= Alexander McNutt (colonist) =

Canadian politician

Alexander McNutt (1725, near Derry, Ireland – 1811, Lexington, Virginia) was a British Army officer, colonist and land agent, responsible for seeing an approximate 500 Ulster Scottish emigrants arrive in Nova Scotia during the early 1760s.

McNutt emigrated to America some time before 1753 by which time he had settled in the town of Staunton, Virginia. In 1756 he was an officer in the Virginia militia on Major Andrew Lewis's Sandy Creek Expedition against the Shawnees on the Ohio River. By September 1758 McNutt had relocated to Londonderry, New Hampshire, a town settled by Ulster Scots.

Between April and November 1760, McNutt served as a Massachusetts captain at Fort Cumberland near the present-day border between Nova Scotia and New Brunswick, five years after the Expulsion of the Acadians. It was during this time that he became involved in the colonization of Nova Scotia. He concerned himself with the Cobequid Townships of Truro and Londonderry.

Through McNutt's efforts, a group of fifty families from New Hampshire arrived in the spring of 1761 in the Cobequid (Truro) area of Nova Scotia. He had several proposals for settlement of some 7,000 to 8,000 Protestant Irish in Nova Scotia accepted by the Board of Trade in London, but he was not successful in getting the support of the Privy Council who feared such an out-migration would harm British interests in Ireland. He nevertheless went to the Ulster with just the Board of Trade's approval to seek out emigrants. In the spring of 1761 he advertised throughout Ulster with an offer to "industrious farmers and useful mechanics" of 200 acre of land to the head of a family and 50 to each member. His effort resulted in 300 colonists arriving in Halifax in October on the ships Hopewell and Nancy.

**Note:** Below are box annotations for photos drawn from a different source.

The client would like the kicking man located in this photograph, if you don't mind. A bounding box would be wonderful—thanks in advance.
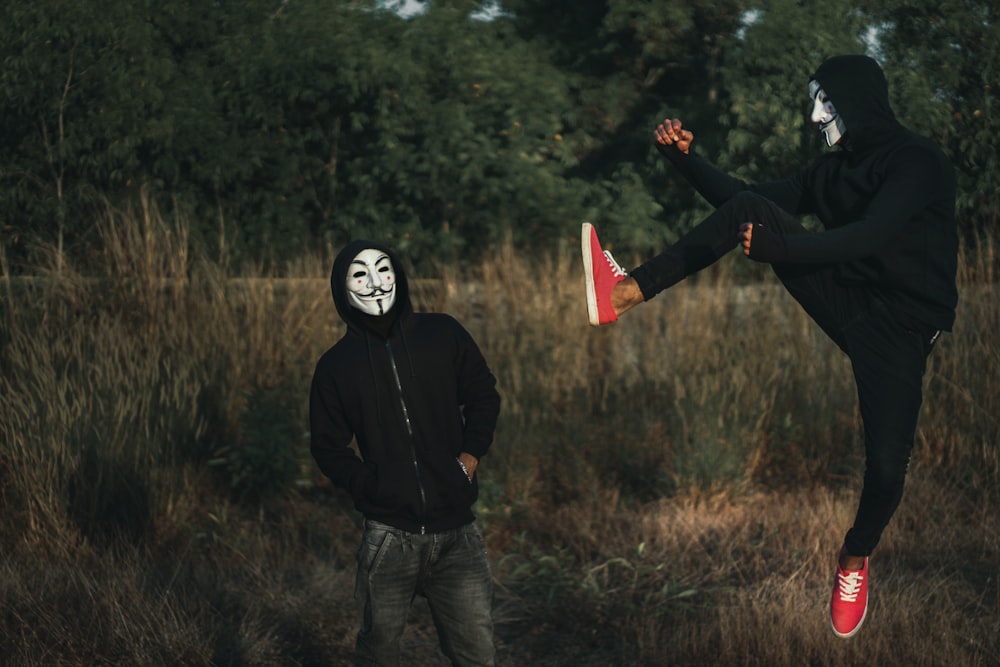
[582,55,958,637]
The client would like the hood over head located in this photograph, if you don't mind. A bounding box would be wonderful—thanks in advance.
[330,239,413,328]
[810,55,901,149]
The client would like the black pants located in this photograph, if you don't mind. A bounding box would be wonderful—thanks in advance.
[631,193,938,556]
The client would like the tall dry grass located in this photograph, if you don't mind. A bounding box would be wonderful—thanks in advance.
[0,203,1000,665]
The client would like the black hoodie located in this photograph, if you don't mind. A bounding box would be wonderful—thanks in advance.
[660,55,958,331]
[309,240,500,532]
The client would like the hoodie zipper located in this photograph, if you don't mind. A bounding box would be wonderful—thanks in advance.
[385,339,427,535]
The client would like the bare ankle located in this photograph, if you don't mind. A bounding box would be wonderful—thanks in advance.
[611,278,645,315]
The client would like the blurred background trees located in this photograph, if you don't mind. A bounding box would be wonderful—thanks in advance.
[0,0,1000,271]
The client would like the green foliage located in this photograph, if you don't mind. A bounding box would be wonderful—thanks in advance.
[208,384,311,502]
[863,0,1000,238]
[0,0,1000,269]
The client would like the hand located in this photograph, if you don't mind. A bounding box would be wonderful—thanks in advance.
[739,222,753,257]
[653,118,694,155]
[738,222,788,263]
[458,452,479,484]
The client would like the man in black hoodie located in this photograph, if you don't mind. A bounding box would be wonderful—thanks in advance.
[582,55,958,637]
[310,241,500,665]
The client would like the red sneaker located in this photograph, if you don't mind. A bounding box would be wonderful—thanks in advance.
[581,222,625,327]
[830,557,868,639]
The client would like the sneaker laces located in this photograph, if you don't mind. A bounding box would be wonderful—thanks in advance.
[604,250,628,278]
[837,570,864,602]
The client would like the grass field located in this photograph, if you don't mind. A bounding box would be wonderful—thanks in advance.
[0,212,1000,666]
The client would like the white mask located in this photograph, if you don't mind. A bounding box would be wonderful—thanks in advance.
[347,248,396,316]
[809,81,847,146]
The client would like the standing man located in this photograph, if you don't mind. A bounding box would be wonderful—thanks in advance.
[583,56,958,637]
[310,241,500,665]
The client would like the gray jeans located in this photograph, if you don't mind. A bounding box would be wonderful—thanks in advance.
[354,519,496,667]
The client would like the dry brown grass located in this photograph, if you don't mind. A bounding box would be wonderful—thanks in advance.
[0,206,1000,665]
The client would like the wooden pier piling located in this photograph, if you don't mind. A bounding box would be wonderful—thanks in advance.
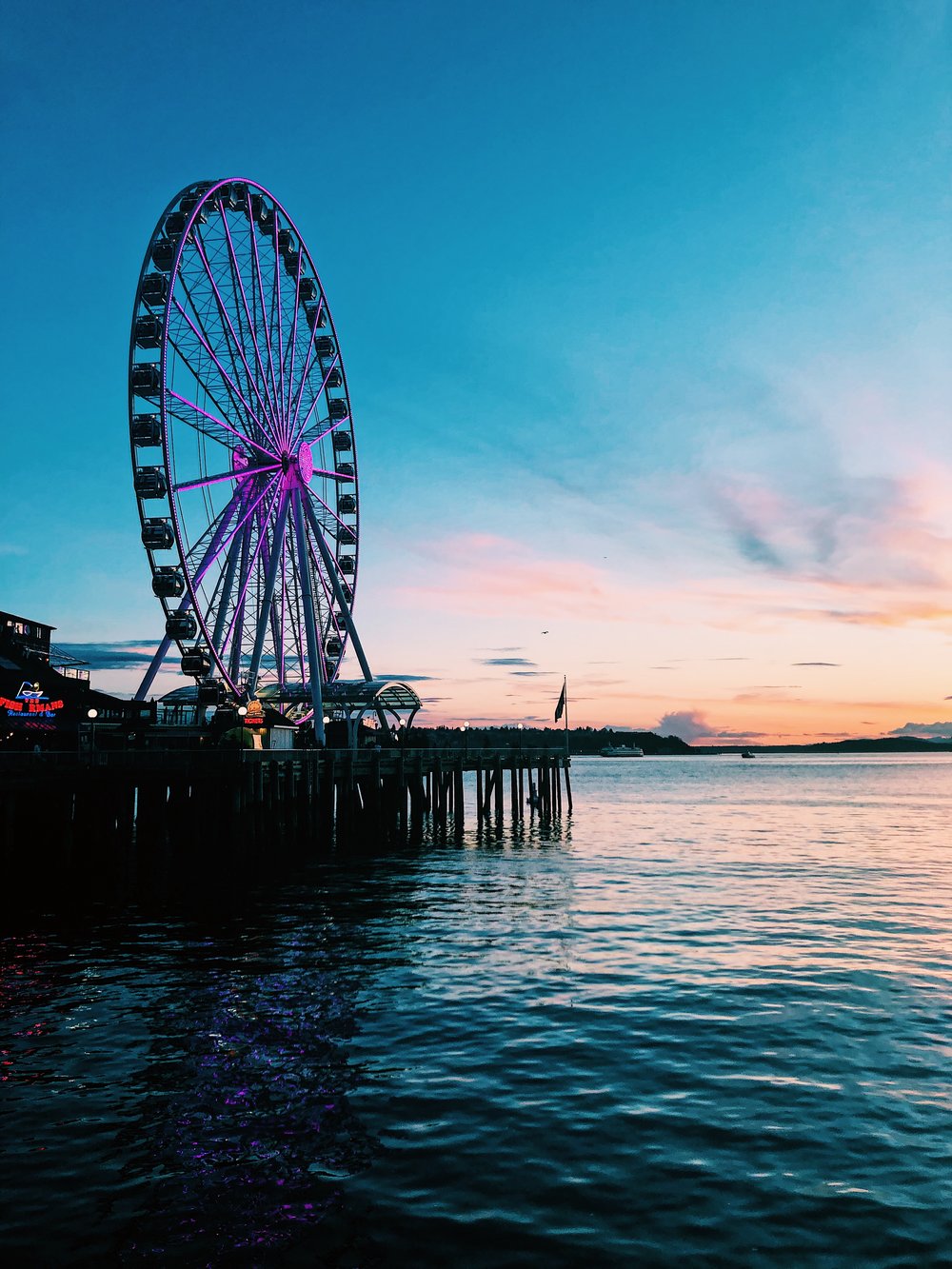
[0,746,572,903]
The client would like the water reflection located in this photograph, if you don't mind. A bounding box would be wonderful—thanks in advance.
[7,760,952,1269]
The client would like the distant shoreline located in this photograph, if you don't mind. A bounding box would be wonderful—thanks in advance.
[412,724,952,758]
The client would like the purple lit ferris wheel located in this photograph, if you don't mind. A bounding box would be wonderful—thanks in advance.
[129,179,370,731]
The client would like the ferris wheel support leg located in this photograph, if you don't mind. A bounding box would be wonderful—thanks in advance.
[133,635,171,701]
[306,489,373,683]
[290,491,327,748]
[248,494,288,695]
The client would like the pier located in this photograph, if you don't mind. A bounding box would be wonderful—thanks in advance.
[0,746,572,893]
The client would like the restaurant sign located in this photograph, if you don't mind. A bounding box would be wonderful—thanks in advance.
[0,679,64,718]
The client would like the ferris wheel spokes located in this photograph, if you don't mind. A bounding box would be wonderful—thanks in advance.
[189,228,277,441]
[290,490,325,744]
[248,490,289,695]
[218,203,283,418]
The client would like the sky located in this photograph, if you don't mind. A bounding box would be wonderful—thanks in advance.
[0,0,952,744]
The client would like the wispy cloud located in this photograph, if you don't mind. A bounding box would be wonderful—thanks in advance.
[888,721,952,740]
[392,534,627,621]
[477,656,536,664]
[56,640,171,670]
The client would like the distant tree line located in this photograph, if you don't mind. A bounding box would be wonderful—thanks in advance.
[408,724,692,755]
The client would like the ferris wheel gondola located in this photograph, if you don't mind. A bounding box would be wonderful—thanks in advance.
[129,179,370,736]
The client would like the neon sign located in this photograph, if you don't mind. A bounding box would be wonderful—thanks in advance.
[0,680,64,718]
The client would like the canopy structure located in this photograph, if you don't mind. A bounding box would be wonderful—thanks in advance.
[258,679,422,748]
[161,679,422,747]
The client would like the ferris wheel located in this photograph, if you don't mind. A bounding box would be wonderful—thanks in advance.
[129,179,370,732]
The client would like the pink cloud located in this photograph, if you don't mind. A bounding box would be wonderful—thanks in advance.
[381,533,629,621]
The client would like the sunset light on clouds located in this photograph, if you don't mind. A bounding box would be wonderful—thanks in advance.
[0,0,952,744]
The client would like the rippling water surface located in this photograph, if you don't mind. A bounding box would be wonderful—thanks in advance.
[0,755,952,1266]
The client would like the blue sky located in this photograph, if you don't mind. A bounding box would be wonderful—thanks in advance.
[0,0,952,739]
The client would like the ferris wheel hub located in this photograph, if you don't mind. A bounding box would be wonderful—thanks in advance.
[297,442,313,485]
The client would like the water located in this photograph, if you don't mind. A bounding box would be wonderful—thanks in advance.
[0,754,952,1269]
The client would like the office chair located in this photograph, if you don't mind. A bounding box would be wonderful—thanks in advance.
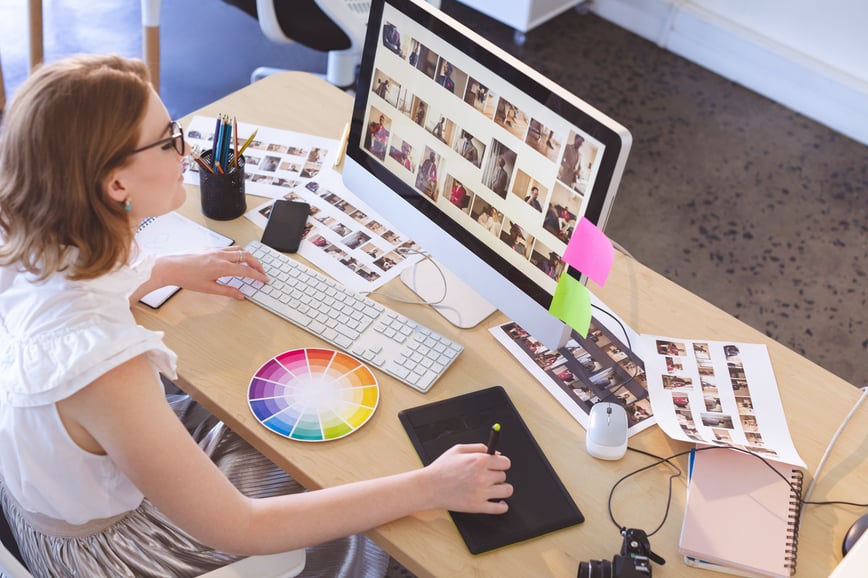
[224,0,440,88]
[224,0,371,88]
[0,512,305,578]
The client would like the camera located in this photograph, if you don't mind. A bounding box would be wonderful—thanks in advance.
[578,528,666,578]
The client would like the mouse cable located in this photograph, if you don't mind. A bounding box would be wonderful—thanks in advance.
[608,444,868,538]
[360,247,449,305]
[801,386,868,514]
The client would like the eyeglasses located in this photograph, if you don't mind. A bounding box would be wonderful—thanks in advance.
[130,120,186,155]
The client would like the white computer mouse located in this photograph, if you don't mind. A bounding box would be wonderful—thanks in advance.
[585,402,627,460]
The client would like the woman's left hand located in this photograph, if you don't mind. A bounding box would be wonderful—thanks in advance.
[151,247,268,299]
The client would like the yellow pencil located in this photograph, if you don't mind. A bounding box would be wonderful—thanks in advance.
[236,129,259,158]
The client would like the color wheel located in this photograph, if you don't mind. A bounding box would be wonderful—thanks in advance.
[247,348,380,442]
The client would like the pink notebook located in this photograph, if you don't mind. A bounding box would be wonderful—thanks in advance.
[679,449,802,578]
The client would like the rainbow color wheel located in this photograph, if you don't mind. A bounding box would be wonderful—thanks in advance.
[247,348,380,442]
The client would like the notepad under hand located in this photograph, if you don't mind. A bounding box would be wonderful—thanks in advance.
[679,448,802,578]
[136,212,234,308]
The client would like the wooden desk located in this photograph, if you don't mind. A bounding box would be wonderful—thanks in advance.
[135,72,868,578]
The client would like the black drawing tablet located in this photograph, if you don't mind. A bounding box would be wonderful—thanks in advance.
[398,386,585,554]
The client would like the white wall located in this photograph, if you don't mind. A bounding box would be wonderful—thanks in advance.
[592,0,868,144]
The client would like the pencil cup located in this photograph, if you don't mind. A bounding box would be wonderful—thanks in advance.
[199,151,247,221]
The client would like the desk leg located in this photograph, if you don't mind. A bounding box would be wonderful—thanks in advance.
[142,0,161,93]
[27,0,45,73]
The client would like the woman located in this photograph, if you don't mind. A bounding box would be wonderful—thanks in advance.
[0,56,512,577]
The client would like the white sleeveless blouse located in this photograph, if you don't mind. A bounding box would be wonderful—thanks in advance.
[0,259,176,525]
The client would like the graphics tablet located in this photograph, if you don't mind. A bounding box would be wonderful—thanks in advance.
[398,386,585,554]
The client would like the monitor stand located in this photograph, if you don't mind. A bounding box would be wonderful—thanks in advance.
[401,258,497,329]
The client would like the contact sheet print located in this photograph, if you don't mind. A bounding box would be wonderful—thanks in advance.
[639,335,805,468]
[184,116,422,293]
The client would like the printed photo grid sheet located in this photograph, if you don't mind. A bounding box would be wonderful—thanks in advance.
[639,335,805,468]
[184,116,422,293]
[490,294,655,436]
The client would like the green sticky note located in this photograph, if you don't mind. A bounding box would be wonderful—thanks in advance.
[549,271,591,337]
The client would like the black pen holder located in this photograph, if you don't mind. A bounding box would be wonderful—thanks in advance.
[198,150,247,221]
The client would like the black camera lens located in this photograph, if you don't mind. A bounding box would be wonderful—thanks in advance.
[578,560,612,578]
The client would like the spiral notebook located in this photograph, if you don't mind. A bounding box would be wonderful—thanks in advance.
[679,448,802,578]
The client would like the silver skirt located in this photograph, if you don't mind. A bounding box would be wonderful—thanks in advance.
[0,394,389,578]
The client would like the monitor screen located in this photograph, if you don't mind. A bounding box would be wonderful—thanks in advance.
[344,0,631,346]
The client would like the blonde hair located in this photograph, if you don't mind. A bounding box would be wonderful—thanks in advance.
[0,55,150,280]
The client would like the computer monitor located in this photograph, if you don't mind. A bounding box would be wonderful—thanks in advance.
[343,0,632,348]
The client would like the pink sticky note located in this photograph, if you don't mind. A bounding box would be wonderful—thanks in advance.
[564,217,615,287]
[549,271,591,337]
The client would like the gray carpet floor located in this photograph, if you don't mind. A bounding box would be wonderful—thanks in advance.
[0,0,868,578]
[444,2,868,387]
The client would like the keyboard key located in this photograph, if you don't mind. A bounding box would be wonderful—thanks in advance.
[229,241,464,392]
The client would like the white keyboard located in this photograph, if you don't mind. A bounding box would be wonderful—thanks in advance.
[221,241,464,392]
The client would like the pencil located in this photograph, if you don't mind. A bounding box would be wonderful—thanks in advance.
[488,423,500,455]
[238,129,259,155]
[335,123,350,167]
[193,155,214,174]
[229,116,238,169]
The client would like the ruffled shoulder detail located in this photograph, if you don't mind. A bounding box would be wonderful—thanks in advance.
[0,320,177,406]
[0,256,177,406]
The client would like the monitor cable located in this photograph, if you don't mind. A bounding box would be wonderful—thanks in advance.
[360,247,449,306]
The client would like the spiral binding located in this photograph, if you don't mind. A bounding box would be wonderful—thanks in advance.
[784,470,805,576]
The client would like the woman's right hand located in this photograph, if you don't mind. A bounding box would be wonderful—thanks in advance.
[425,443,513,514]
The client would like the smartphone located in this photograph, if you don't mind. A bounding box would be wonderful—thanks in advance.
[262,199,310,253]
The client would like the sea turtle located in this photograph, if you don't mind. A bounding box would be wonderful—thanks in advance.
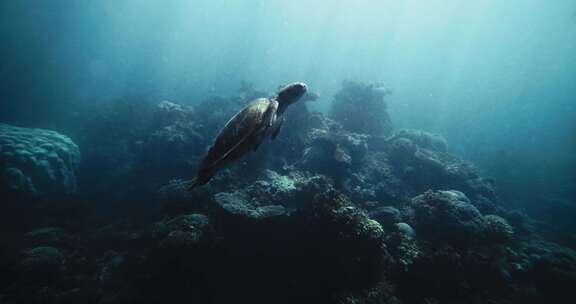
[190,82,307,190]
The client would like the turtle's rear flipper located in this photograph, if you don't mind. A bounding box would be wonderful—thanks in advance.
[186,177,200,192]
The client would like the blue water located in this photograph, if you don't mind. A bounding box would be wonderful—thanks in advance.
[0,0,576,302]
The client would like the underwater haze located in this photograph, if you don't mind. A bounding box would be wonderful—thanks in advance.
[0,0,576,303]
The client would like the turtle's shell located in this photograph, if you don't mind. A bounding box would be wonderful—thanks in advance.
[200,98,278,172]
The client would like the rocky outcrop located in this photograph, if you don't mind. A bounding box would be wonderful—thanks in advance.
[0,124,80,195]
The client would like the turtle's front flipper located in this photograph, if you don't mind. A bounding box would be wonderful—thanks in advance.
[272,116,284,140]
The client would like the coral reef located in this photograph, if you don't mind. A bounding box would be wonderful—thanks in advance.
[0,82,576,304]
[0,124,80,195]
[411,190,482,242]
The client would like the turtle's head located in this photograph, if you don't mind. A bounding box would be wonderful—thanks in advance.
[276,82,308,111]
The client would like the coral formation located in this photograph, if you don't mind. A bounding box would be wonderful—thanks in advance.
[0,82,576,304]
[0,124,80,195]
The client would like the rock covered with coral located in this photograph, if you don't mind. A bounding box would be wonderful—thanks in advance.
[411,190,482,242]
[0,124,80,195]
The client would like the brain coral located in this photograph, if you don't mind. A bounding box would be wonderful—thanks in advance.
[0,124,80,195]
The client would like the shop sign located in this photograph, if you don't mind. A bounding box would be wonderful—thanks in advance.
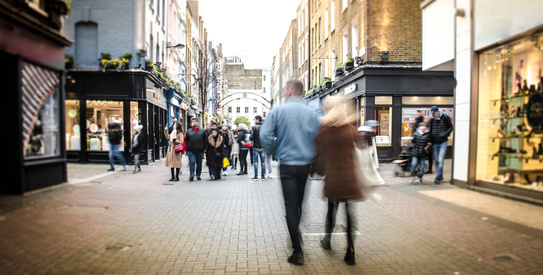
[526,94,543,128]
[343,83,356,94]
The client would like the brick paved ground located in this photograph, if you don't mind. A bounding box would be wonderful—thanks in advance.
[0,158,543,274]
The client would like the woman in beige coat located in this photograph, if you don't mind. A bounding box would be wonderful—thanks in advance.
[164,122,184,181]
[312,97,363,265]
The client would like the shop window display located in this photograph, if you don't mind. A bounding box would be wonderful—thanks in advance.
[86,100,124,151]
[65,99,81,151]
[21,62,61,158]
[476,33,543,191]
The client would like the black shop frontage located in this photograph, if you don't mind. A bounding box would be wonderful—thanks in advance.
[320,64,456,163]
[65,69,176,164]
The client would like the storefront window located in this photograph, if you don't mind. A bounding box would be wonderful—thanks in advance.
[375,107,392,146]
[21,62,61,158]
[86,100,124,151]
[130,102,142,136]
[476,33,543,191]
[65,99,81,151]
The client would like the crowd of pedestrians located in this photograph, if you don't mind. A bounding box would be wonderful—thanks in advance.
[109,79,453,265]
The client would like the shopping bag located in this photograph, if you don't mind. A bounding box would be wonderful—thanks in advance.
[355,146,385,202]
[222,158,230,168]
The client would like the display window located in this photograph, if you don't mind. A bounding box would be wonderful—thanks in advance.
[476,33,543,191]
[65,99,81,151]
[21,62,62,158]
[86,100,124,151]
[375,107,392,146]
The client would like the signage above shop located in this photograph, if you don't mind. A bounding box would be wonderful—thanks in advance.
[343,83,356,94]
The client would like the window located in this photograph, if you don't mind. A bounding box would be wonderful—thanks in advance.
[21,62,62,158]
[476,33,543,192]
[330,1,336,32]
[65,99,81,151]
[86,100,124,151]
[324,10,328,39]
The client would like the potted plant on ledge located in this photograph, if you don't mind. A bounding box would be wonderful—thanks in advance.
[336,63,345,77]
[345,57,354,72]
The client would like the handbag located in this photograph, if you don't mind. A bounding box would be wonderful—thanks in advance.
[354,145,385,199]
[173,143,183,153]
[222,158,230,168]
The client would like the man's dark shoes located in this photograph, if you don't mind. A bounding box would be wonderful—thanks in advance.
[287,250,304,265]
[321,237,332,250]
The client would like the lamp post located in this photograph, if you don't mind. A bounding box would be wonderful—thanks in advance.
[166,43,185,49]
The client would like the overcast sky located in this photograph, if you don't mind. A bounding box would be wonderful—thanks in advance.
[199,0,300,69]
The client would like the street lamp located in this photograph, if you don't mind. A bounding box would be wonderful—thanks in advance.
[166,43,185,49]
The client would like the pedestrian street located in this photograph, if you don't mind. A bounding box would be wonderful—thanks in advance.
[0,156,543,274]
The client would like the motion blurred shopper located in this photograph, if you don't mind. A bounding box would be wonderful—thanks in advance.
[260,79,320,265]
[236,123,250,176]
[206,128,224,180]
[251,116,266,181]
[132,125,145,174]
[312,97,369,265]
[230,129,239,170]
[430,106,453,184]
[185,118,207,181]
[107,119,126,172]
[164,122,183,181]
[411,122,430,184]
[221,125,232,176]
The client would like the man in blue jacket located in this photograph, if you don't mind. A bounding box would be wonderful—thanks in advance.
[260,79,320,265]
[430,106,453,184]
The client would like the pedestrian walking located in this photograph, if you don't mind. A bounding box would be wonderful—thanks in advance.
[260,79,320,265]
[430,106,453,184]
[221,125,232,176]
[411,122,430,184]
[236,123,250,176]
[423,116,434,174]
[185,118,207,181]
[164,122,184,181]
[230,129,239,170]
[312,97,364,265]
[250,116,266,181]
[107,119,126,172]
[206,128,224,180]
[131,125,145,174]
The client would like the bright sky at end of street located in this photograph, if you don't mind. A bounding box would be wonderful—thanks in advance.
[199,0,305,69]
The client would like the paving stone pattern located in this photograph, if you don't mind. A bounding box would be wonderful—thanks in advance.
[0,159,543,274]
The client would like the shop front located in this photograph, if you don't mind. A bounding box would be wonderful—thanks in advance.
[0,1,72,194]
[321,65,456,163]
[474,31,543,201]
[65,69,168,166]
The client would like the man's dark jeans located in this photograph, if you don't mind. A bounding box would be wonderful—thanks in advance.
[187,151,204,177]
[279,164,310,251]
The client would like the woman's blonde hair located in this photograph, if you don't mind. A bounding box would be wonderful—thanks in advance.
[321,95,357,127]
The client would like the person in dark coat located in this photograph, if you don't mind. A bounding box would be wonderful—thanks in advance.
[185,118,207,181]
[312,98,364,265]
[132,125,145,174]
[411,122,430,184]
[430,106,453,184]
[206,128,224,180]
[236,123,250,176]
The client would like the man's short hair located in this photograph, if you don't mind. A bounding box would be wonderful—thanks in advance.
[285,78,304,95]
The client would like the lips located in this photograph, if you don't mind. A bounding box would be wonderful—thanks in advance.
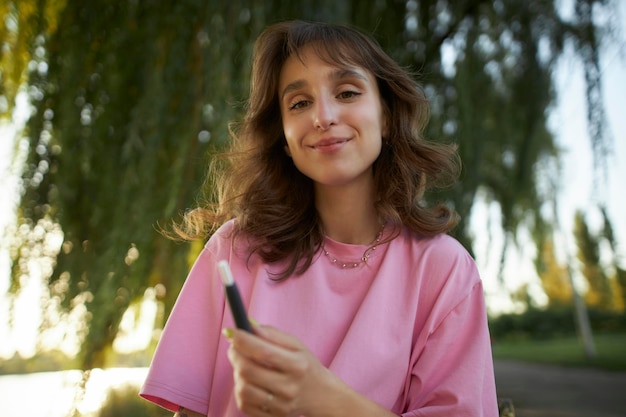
[311,138,350,152]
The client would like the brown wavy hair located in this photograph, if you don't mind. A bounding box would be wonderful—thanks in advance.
[175,21,460,279]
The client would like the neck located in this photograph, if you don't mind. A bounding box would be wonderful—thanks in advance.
[315,180,381,244]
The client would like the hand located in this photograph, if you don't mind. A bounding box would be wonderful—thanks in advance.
[228,326,342,417]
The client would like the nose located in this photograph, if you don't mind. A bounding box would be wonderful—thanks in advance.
[313,97,337,130]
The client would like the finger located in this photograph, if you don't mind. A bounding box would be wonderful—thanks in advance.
[231,328,297,371]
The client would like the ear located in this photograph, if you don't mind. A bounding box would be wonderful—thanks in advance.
[380,113,389,140]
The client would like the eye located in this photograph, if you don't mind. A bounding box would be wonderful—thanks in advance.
[287,100,309,110]
[337,90,361,100]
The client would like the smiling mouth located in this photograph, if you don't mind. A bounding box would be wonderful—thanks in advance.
[311,139,350,150]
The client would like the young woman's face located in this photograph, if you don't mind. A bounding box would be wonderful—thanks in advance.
[278,48,385,186]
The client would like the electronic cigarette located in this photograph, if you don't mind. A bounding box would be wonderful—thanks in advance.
[217,260,253,333]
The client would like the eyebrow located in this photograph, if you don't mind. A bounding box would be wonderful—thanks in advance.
[280,68,369,100]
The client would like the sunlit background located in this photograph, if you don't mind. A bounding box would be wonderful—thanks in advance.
[0,2,626,417]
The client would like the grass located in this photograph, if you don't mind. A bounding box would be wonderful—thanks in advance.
[493,333,626,371]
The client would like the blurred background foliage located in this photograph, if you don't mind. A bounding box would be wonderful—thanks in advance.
[0,0,626,369]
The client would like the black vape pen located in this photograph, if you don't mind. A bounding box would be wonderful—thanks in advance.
[217,260,253,333]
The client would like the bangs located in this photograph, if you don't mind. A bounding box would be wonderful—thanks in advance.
[284,25,374,71]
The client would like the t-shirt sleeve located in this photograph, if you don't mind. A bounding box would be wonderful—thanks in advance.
[402,281,498,417]
[140,242,227,413]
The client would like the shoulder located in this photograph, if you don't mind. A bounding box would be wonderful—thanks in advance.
[399,228,475,267]
[394,229,481,304]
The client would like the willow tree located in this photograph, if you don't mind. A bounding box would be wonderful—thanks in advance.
[0,0,607,368]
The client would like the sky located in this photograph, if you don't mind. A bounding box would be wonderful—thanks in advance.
[0,2,626,357]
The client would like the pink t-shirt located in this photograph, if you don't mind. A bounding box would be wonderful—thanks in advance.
[141,221,498,417]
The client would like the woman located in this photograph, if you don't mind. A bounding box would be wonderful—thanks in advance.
[141,22,498,417]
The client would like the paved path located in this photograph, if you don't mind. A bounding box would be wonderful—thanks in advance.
[495,360,626,417]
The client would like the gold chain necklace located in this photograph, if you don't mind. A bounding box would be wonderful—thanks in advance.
[322,223,385,268]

The next autumn, 170 more settlers arrived out of Londonderry on the same two ships and settled the New Dublin area in present-day Lunenburg County and elsewhere in the province. McNutt also worked to settle a group of disbanded New England soldiers, which included Israel Perley, along the Saint John River. In 1764 he began negotiations with John Hughes of Philadelphia, an undertaking that culminated two years later with 60 Pennsylvania-German settlers establishing The Township of Monckton on the Petitcodiac River.

Plans for huge settlements on some 2300000 acre of land fell through as the land boom in Nova Scotia petered out by the mid-1760s. McNutt spent time in the later part of the decade living with his brother on McNutt Island in Rosebay Harbour (near present-day Shelburne) as well as in the Cobequid region where he appeared in the 1771 census. He seems to have supported himself at this time cutting timber.

He was elected on October 26, 1767 to the General Assembly of Nova Scotia for Londonderry Township, but his seat was declared vacant on Nov. 8, 1769.

He was ordered to pay several debts and forced to sell his land at Port Roseway. Other land he held on the Minas Basin, on Beaver Harbour, and on the eastern coastal boundary of the Philadelphia grant in Pictou were escheated. He left the colony around 1780, returned around 1786, and left for good in 1794 and finally settled in Rockbridge County, Virginia in 1796.

McNutt rose to the army rank of colonel.